Continuous deployment
Continuous deployment involves deploying code to remote servers without complications. Traditionally, deployment can be a complex and time-consuming task; it must be reliable in order to avoid project service failures or server downtime. To achieve seamless continuous delivery and immediate autonomous deployment to the production environment, we can utilise Ansible, a powerful DevOps tool.
Ansible is open source software that provides configuration management, software provisioning, and deployment capabilities. With Ansible, code deployment, configuration and maintenance become easier tasks. The workflow of Ansible is illustrated in Figure 3.
Continuous feedback
Continuous feedback involves capturing the user experiences and insights of the application to strategise future actions and improvements. It’s the continuous interaction of application users with the project business team. Feedback can be structured or unstructured. The structured feedback can be seen as application reviews over various platforms or surveys. Unstructured feedback is seen through users’ feedback over various social media channels. Gathering the feedback connects users with the team. It helps them enhance and address the user experience in subsequent releases.
Continuous monitoring
Continuous monitoring is crucial for assessing compliance issues and security threats in the application. It involves continuous monitoring of storage, networks, or server notifications. This early analysis helps the DevOps team detect and divert threats and take appropriate measures to reduce the downtime of the application. The entire process is automated in the DevOps pipeline, and monitoring is done using various tools to ensure high reliability and stability of the complete setup.
Continuous operations
After the successful configuration of the production environment and deployment of the application, the main challenge is to keep the application running without any hiccups ‘Continuous operations’ focuses on maintaining a smoothly running application — there should be minimal to no downtime. Maintenance is a major part of continuous operations, ensuring that the recent releases, patches, and updates do not impact the current deployment in any way.
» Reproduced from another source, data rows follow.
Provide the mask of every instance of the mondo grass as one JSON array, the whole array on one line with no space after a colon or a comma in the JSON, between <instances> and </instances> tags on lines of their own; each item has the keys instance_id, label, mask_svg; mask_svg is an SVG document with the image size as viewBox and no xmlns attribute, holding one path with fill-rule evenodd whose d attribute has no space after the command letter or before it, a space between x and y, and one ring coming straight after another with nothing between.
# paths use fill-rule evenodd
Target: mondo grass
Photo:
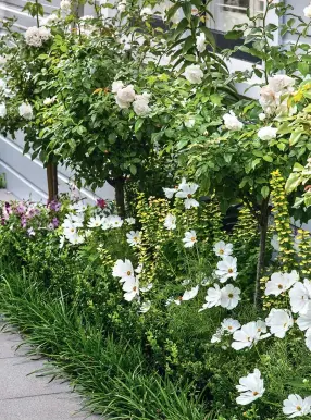
<instances>
[{"instance_id":1,"label":"mondo grass","mask_svg":"<svg viewBox=\"0 0 311 420\"><path fill-rule=\"evenodd\" d=\"M91 412L109 419L212 420L194 393L152 371L139 345L114 339L65 299L51 298L25 273L1 268L0 311L18 328L30 354L50 360L42 374L67 378ZM5 273L5 274L4 274ZM135 332L134 332L135 334Z\"/></svg>"}]
</instances>

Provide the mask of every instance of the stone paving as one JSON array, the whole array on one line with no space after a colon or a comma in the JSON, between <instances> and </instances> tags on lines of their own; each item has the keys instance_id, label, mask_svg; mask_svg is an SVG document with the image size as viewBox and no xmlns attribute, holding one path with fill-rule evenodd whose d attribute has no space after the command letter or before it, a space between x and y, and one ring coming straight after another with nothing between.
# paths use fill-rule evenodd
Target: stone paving
<instances>
[{"instance_id":1,"label":"stone paving","mask_svg":"<svg viewBox=\"0 0 311 420\"><path fill-rule=\"evenodd\" d=\"M34 373L45 361L25 356L26 348L18 348L21 343L18 334L0 331L1 420L102 419L82 411L80 397L66 382L49 382L49 376Z\"/></svg>"}]
</instances>

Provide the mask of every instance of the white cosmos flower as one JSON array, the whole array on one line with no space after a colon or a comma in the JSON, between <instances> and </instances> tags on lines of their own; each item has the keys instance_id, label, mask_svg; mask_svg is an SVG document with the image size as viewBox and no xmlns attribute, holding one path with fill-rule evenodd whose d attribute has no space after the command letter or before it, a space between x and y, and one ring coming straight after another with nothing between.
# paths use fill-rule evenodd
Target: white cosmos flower
<instances>
[{"instance_id":1,"label":"white cosmos flower","mask_svg":"<svg viewBox=\"0 0 311 420\"><path fill-rule=\"evenodd\" d=\"M222 328L217 329L215 334L212 335L211 343L221 343L224 330Z\"/></svg>"},{"instance_id":2,"label":"white cosmos flower","mask_svg":"<svg viewBox=\"0 0 311 420\"><path fill-rule=\"evenodd\" d=\"M248 322L240 330L234 332L232 347L235 350L241 350L246 347L252 347L260 339L260 332L257 322Z\"/></svg>"},{"instance_id":3,"label":"white cosmos flower","mask_svg":"<svg viewBox=\"0 0 311 420\"><path fill-rule=\"evenodd\" d=\"M126 280L122 289L125 292L124 299L132 301L135 297L139 296L139 281L138 279Z\"/></svg>"},{"instance_id":4,"label":"white cosmos flower","mask_svg":"<svg viewBox=\"0 0 311 420\"><path fill-rule=\"evenodd\" d=\"M237 404L246 406L262 397L264 393L263 379L258 369L253 370L253 373L249 373L239 380L239 385L236 386L240 395L236 398Z\"/></svg>"},{"instance_id":5,"label":"white cosmos flower","mask_svg":"<svg viewBox=\"0 0 311 420\"><path fill-rule=\"evenodd\" d=\"M135 247L141 243L141 232L139 231L130 231L126 234L126 237L127 244L129 244L132 247Z\"/></svg>"},{"instance_id":6,"label":"white cosmos flower","mask_svg":"<svg viewBox=\"0 0 311 420\"><path fill-rule=\"evenodd\" d=\"M233 318L226 318L223 320L221 326L222 330L226 333L233 334L238 329L240 329L240 323L237 320L234 320Z\"/></svg>"},{"instance_id":7,"label":"white cosmos flower","mask_svg":"<svg viewBox=\"0 0 311 420\"><path fill-rule=\"evenodd\" d=\"M198 64L191 64L185 69L184 76L188 82L195 85L202 82L204 74Z\"/></svg>"},{"instance_id":8,"label":"white cosmos flower","mask_svg":"<svg viewBox=\"0 0 311 420\"><path fill-rule=\"evenodd\" d=\"M265 323L270 328L271 334L278 338L284 338L286 332L293 326L294 321L289 310L272 309L265 319Z\"/></svg>"},{"instance_id":9,"label":"white cosmos flower","mask_svg":"<svg viewBox=\"0 0 311 420\"><path fill-rule=\"evenodd\" d=\"M239 294L240 289L238 287L227 284L222 288L221 306L228 310L234 309L240 300Z\"/></svg>"},{"instance_id":10,"label":"white cosmos flower","mask_svg":"<svg viewBox=\"0 0 311 420\"><path fill-rule=\"evenodd\" d=\"M183 239L185 248L192 248L196 242L197 242L196 231L189 231L185 233L185 237Z\"/></svg>"},{"instance_id":11,"label":"white cosmos flower","mask_svg":"<svg viewBox=\"0 0 311 420\"><path fill-rule=\"evenodd\" d=\"M176 228L176 215L169 213L164 221L164 227L169 231L174 231Z\"/></svg>"},{"instance_id":12,"label":"white cosmos flower","mask_svg":"<svg viewBox=\"0 0 311 420\"><path fill-rule=\"evenodd\" d=\"M2 102L0 103L0 118L4 119L5 115L7 115L7 107L5 107L5 103Z\"/></svg>"},{"instance_id":13,"label":"white cosmos flower","mask_svg":"<svg viewBox=\"0 0 311 420\"><path fill-rule=\"evenodd\" d=\"M32 120L32 118L34 116L33 107L29 103L25 103L25 102L23 102L18 107L18 113L20 113L20 116L24 118L25 120Z\"/></svg>"},{"instance_id":14,"label":"white cosmos flower","mask_svg":"<svg viewBox=\"0 0 311 420\"><path fill-rule=\"evenodd\" d=\"M144 304L141 304L140 306L139 312L147 313L150 308L151 308L151 301L150 300L144 301Z\"/></svg>"},{"instance_id":15,"label":"white cosmos flower","mask_svg":"<svg viewBox=\"0 0 311 420\"><path fill-rule=\"evenodd\" d=\"M277 128L273 128L271 126L262 127L258 132L258 137L261 140L269 141L269 140L273 140L274 138L276 138L276 134L277 134Z\"/></svg>"},{"instance_id":16,"label":"white cosmos flower","mask_svg":"<svg viewBox=\"0 0 311 420\"><path fill-rule=\"evenodd\" d=\"M87 225L88 227L100 227L102 225L102 219L99 215L90 218Z\"/></svg>"},{"instance_id":17,"label":"white cosmos flower","mask_svg":"<svg viewBox=\"0 0 311 420\"><path fill-rule=\"evenodd\" d=\"M120 282L126 282L128 280L135 280L133 264L129 260L117 260L113 265L112 275L120 277Z\"/></svg>"},{"instance_id":18,"label":"white cosmos flower","mask_svg":"<svg viewBox=\"0 0 311 420\"><path fill-rule=\"evenodd\" d=\"M307 8L303 9L303 14L306 17L311 18L311 4L307 5Z\"/></svg>"},{"instance_id":19,"label":"white cosmos flower","mask_svg":"<svg viewBox=\"0 0 311 420\"><path fill-rule=\"evenodd\" d=\"M197 50L199 52L204 52L206 51L206 35L204 33L201 33L196 37L196 45L197 45Z\"/></svg>"},{"instance_id":20,"label":"white cosmos flower","mask_svg":"<svg viewBox=\"0 0 311 420\"><path fill-rule=\"evenodd\" d=\"M296 270L293 270L290 273L273 273L271 280L266 282L264 294L266 296L278 296L283 292L288 291L298 280L299 274Z\"/></svg>"},{"instance_id":21,"label":"white cosmos flower","mask_svg":"<svg viewBox=\"0 0 311 420\"><path fill-rule=\"evenodd\" d=\"M111 91L112 91L112 94L117 94L117 91L120 89L122 89L123 87L124 87L124 84L122 81L115 81L112 83Z\"/></svg>"},{"instance_id":22,"label":"white cosmos flower","mask_svg":"<svg viewBox=\"0 0 311 420\"><path fill-rule=\"evenodd\" d=\"M210 287L208 289L207 296L206 296L206 304L203 304L202 308L199 309L199 312L201 312L204 309L212 308L214 306L221 305L221 298L222 298L222 291L220 286L215 283L214 287Z\"/></svg>"},{"instance_id":23,"label":"white cosmos flower","mask_svg":"<svg viewBox=\"0 0 311 420\"><path fill-rule=\"evenodd\" d=\"M221 258L231 256L233 254L233 244L226 244L224 240L220 240L214 245L213 251Z\"/></svg>"},{"instance_id":24,"label":"white cosmos flower","mask_svg":"<svg viewBox=\"0 0 311 420\"><path fill-rule=\"evenodd\" d=\"M123 225L123 220L120 218L120 215L109 215L105 219L105 223L108 223L109 227L111 228L117 228Z\"/></svg>"},{"instance_id":25,"label":"white cosmos flower","mask_svg":"<svg viewBox=\"0 0 311 420\"><path fill-rule=\"evenodd\" d=\"M174 197L174 194L177 193L177 188L163 188L165 197L171 199Z\"/></svg>"},{"instance_id":26,"label":"white cosmos flower","mask_svg":"<svg viewBox=\"0 0 311 420\"><path fill-rule=\"evenodd\" d=\"M174 300L176 305L181 305L182 301L194 299L199 292L199 286L192 287L190 291L186 291L183 296Z\"/></svg>"},{"instance_id":27,"label":"white cosmos flower","mask_svg":"<svg viewBox=\"0 0 311 420\"><path fill-rule=\"evenodd\" d=\"M217 262L215 274L220 277L221 283L225 283L228 279L236 280L237 259L232 256L225 256L222 261Z\"/></svg>"},{"instance_id":28,"label":"white cosmos flower","mask_svg":"<svg viewBox=\"0 0 311 420\"><path fill-rule=\"evenodd\" d=\"M289 291L290 307L294 313L306 313L311 309L311 282L307 279L294 284Z\"/></svg>"},{"instance_id":29,"label":"white cosmos flower","mask_svg":"<svg viewBox=\"0 0 311 420\"><path fill-rule=\"evenodd\" d=\"M83 227L83 222L84 222L84 217L69 213L66 214L62 223L62 227L63 228Z\"/></svg>"},{"instance_id":30,"label":"white cosmos flower","mask_svg":"<svg viewBox=\"0 0 311 420\"><path fill-rule=\"evenodd\" d=\"M311 397L303 399L300 395L290 394L287 399L283 402L283 413L288 416L289 419L310 415L310 411Z\"/></svg>"},{"instance_id":31,"label":"white cosmos flower","mask_svg":"<svg viewBox=\"0 0 311 420\"><path fill-rule=\"evenodd\" d=\"M224 120L224 126L229 131L238 132L244 127L244 123L241 123L237 119L236 114L233 111L231 111L227 114L224 114L223 120Z\"/></svg>"},{"instance_id":32,"label":"white cosmos flower","mask_svg":"<svg viewBox=\"0 0 311 420\"><path fill-rule=\"evenodd\" d=\"M85 205L83 201L78 201L74 205L71 205L70 209L74 210L76 213L84 213L87 210L87 205Z\"/></svg>"},{"instance_id":33,"label":"white cosmos flower","mask_svg":"<svg viewBox=\"0 0 311 420\"><path fill-rule=\"evenodd\" d=\"M135 271L137 272L137 270L135 270ZM138 275L137 275L137 277L138 277ZM149 292L149 291L151 291L152 287L153 287L153 283L148 283L146 287L140 287L140 292L144 292L144 293Z\"/></svg>"},{"instance_id":34,"label":"white cosmos flower","mask_svg":"<svg viewBox=\"0 0 311 420\"><path fill-rule=\"evenodd\" d=\"M192 207L199 207L199 202L192 198L196 190L199 188L199 185L194 183L181 184L179 190L176 193L176 197L185 198L184 205L186 209L191 209Z\"/></svg>"}]
</instances>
The team motive is delivered through this phase because it automatically handles the network, database, and application configurations needed in the production environment. This leads to synchronised deployment and constant feedback. It enables scaling up and down based on requirements as well as rollover to the previous state if something undesirable happens.
Kubernetes enables continuous operations. It offers features like rollback, rollout, self-healing, and node monitoring, effectively delivering a robust environment with minimum downtime.
Additionally, OpenStack is used for infrastructure deployment, providing a platform for Kubernetes as shown in Figure 4. OpenStack serves the purpose of IaaS where the organisation’s data is confidentially stored in the in-house cloud environment enabling flexibility over the computation needs.
Adopting DevOps enables organisations to deliver their products at a faster pace. It promotes automation and the cultural changes that foster collaboration among multidisciplinary teams, ensuring accountability for the product. DevOps equips teams with in-house capabilities to address challenges and bail out teams in case of issues. The integration, deployments, and operations of the products can be easily done without any help from external teams. By following the phases of DevOps outlined above, organisations can achieve rapid and quality deployments with higher security and minimal or zero downtime.